Developers, on the other hand, can charge money for the premium of having gone
through the curation process. Users are more willing to pay a few bucks on an
app store than for the same website when they entered the URL into the browser
themselves.

------
jonafato
All app stores, IMHO, are about app discovery for people who want to search as
little as possible. The iPhone app store is the only way to get apps "legally"

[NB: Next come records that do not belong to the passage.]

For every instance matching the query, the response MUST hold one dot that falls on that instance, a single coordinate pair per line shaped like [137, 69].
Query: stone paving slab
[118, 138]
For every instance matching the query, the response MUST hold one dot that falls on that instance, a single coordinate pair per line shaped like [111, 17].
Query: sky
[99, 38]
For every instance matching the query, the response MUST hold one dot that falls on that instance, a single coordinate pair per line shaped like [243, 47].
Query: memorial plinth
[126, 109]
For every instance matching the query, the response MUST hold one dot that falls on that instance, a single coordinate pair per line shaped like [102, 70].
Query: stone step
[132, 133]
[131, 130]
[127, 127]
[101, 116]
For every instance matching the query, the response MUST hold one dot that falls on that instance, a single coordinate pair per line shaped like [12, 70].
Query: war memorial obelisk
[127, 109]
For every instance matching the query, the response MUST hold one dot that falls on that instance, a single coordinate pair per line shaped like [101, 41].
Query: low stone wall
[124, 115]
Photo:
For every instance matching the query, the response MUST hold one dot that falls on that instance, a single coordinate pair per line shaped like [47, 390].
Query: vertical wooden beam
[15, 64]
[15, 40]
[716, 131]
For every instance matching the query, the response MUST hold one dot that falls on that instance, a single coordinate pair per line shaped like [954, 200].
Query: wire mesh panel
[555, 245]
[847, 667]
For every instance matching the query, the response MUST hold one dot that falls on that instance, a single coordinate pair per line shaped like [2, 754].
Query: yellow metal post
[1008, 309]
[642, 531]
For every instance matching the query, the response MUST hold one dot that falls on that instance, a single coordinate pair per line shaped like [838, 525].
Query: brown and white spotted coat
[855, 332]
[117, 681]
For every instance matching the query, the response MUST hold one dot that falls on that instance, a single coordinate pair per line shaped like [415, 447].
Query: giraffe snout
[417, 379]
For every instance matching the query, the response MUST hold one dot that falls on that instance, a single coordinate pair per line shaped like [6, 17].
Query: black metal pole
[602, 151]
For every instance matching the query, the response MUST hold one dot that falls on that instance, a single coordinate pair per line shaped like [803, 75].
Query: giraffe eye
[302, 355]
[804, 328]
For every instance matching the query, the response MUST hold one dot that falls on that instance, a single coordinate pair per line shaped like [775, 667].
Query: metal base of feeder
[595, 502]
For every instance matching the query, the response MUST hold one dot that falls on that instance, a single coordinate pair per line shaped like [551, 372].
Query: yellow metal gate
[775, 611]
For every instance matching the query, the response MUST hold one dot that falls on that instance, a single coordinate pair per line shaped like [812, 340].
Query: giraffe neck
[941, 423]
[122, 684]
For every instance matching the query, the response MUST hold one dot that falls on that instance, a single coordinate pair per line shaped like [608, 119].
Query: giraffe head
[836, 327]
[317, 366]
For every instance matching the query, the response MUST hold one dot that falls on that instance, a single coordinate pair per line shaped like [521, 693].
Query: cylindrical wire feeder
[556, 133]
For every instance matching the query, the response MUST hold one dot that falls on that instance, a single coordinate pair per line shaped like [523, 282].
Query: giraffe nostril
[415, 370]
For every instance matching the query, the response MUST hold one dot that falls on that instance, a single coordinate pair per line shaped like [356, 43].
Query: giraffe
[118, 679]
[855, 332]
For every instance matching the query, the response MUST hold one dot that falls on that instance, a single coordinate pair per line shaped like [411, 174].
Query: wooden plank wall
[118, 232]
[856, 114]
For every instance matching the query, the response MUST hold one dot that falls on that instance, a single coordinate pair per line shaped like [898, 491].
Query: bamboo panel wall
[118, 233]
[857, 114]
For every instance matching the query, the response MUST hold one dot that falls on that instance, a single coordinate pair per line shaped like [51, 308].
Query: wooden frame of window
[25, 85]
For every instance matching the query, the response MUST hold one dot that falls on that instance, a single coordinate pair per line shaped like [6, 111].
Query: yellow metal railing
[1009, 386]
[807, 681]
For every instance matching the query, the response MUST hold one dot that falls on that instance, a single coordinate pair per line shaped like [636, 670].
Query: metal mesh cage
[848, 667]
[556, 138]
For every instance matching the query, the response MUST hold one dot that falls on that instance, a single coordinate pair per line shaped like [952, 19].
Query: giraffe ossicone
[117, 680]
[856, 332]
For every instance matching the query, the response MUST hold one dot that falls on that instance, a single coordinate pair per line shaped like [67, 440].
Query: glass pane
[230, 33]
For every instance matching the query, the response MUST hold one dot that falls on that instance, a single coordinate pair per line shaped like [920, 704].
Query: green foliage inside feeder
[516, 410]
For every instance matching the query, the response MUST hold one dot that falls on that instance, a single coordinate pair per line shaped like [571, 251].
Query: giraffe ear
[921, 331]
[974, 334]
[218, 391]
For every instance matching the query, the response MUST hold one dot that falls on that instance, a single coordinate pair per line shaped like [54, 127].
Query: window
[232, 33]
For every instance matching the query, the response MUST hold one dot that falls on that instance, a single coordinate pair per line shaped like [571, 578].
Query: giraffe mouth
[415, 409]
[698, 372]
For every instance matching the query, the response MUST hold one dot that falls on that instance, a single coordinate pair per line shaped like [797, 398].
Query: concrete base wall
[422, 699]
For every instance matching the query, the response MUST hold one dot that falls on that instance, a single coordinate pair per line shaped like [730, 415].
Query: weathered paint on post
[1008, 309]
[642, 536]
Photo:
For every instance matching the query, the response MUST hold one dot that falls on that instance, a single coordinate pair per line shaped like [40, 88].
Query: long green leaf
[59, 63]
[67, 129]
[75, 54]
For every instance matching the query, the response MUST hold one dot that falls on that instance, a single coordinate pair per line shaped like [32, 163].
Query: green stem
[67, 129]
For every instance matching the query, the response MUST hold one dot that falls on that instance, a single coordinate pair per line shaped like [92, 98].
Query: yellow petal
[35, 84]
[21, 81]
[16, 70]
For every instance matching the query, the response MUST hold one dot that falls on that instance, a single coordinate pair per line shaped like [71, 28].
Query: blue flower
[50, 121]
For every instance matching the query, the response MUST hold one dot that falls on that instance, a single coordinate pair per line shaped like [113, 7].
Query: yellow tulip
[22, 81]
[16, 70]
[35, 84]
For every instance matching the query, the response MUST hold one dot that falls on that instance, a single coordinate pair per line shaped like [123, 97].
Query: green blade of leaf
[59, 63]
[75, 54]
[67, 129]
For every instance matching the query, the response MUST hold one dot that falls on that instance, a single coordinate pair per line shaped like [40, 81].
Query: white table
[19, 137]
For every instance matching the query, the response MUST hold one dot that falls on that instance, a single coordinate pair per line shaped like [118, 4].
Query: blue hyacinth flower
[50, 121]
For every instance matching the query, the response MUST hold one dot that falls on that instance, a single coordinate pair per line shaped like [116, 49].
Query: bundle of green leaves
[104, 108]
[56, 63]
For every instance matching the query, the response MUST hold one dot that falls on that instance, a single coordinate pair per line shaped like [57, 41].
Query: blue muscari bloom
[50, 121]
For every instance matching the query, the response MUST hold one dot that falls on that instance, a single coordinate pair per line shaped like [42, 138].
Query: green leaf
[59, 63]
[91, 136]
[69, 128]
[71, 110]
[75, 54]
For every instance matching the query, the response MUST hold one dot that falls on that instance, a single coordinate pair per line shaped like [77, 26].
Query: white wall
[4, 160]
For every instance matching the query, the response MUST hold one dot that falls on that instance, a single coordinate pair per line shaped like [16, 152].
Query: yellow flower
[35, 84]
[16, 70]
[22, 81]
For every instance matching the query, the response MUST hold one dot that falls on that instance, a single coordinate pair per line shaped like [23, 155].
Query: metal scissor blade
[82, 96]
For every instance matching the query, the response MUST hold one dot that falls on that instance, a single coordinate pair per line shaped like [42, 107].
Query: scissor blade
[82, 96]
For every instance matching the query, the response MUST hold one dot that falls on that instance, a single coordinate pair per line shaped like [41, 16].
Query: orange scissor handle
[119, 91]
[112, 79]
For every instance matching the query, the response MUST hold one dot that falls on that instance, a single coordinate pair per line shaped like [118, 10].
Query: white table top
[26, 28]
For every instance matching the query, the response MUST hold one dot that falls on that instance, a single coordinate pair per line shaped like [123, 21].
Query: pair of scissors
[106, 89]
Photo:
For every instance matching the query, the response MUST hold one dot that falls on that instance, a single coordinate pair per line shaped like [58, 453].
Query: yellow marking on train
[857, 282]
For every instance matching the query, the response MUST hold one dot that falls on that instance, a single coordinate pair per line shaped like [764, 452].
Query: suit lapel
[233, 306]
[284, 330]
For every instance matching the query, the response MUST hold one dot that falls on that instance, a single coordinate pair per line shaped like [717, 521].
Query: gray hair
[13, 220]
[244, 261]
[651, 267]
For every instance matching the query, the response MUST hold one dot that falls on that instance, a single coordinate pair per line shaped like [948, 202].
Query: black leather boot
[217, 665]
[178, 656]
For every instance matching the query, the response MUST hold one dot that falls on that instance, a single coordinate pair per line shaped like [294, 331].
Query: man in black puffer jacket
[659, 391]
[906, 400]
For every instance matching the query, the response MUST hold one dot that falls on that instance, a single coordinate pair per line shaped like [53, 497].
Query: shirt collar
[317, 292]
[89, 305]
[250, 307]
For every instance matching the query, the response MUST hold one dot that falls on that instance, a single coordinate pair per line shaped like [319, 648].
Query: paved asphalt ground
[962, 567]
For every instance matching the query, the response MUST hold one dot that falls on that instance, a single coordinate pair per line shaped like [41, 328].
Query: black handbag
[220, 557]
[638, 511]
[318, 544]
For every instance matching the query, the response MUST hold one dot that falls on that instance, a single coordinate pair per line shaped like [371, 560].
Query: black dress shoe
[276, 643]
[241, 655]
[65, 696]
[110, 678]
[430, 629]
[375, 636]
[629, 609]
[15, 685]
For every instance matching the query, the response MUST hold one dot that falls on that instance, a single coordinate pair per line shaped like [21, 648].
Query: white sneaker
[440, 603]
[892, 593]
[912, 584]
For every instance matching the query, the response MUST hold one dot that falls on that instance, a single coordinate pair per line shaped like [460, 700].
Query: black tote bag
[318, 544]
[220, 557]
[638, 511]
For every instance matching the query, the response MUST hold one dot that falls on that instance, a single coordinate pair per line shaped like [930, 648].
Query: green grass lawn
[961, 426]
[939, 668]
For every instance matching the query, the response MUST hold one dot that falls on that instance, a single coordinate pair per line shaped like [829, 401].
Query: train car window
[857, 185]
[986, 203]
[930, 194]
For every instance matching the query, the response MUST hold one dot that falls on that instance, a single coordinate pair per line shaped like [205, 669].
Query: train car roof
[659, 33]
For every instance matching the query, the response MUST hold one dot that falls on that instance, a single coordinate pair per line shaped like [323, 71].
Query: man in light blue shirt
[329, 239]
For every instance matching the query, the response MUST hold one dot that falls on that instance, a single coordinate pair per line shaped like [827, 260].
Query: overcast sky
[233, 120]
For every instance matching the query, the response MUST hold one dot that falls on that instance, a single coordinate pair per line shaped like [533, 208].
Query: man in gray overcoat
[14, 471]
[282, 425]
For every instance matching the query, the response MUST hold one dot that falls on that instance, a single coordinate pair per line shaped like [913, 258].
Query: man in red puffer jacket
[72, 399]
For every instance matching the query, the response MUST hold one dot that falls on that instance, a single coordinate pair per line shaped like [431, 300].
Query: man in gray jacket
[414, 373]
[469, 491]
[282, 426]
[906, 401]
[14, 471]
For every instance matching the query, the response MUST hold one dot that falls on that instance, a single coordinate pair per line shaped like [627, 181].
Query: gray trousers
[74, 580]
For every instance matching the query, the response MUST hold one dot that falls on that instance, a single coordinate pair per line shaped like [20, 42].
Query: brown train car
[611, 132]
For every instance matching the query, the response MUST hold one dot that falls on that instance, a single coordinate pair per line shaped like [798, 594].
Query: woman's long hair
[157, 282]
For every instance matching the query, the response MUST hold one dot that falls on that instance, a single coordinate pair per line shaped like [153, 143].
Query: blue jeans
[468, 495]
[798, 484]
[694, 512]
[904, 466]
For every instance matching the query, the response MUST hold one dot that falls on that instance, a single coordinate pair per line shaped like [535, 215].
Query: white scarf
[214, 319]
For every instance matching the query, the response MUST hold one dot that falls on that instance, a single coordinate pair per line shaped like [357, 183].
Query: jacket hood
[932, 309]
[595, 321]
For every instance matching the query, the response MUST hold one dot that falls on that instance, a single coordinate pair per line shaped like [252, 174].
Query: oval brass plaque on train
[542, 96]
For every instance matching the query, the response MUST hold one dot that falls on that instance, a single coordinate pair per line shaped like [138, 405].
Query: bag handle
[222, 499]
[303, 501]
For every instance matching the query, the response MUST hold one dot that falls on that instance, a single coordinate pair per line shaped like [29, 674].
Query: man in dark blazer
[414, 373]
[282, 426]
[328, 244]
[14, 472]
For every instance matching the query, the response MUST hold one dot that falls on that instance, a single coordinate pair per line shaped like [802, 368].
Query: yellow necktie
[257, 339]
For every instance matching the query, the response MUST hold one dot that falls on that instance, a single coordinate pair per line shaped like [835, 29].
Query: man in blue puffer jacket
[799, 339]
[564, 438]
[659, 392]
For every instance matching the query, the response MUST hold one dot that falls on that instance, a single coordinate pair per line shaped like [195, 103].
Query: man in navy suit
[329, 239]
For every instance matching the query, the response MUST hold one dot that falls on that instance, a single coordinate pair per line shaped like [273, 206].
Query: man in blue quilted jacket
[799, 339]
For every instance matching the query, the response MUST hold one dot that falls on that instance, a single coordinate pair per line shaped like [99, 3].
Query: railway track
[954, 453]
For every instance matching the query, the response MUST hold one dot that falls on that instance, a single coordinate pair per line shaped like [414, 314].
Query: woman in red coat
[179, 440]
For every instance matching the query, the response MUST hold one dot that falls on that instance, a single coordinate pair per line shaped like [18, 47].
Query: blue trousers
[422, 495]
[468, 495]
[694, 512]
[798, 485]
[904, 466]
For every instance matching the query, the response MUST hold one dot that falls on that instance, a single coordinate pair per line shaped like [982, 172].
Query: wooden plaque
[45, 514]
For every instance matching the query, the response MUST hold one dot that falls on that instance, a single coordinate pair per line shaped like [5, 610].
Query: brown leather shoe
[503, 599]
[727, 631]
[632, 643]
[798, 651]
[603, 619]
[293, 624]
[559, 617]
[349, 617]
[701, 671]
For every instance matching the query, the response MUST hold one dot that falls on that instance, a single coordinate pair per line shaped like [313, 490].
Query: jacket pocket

on the iPhone, but other than that, app stores don't do a whole lot other than
search. Android apps can be sideloaded, Mac store apps won't be anything new,
and Chrome apps aren't either.

Having a button for the average user to press is what it's all about. "Press
this button, and you can find apps." It just serves as a way for people to
most quickly find something that meets their needs. For developers, it gives
those people a place to look and hopefully increases exposure.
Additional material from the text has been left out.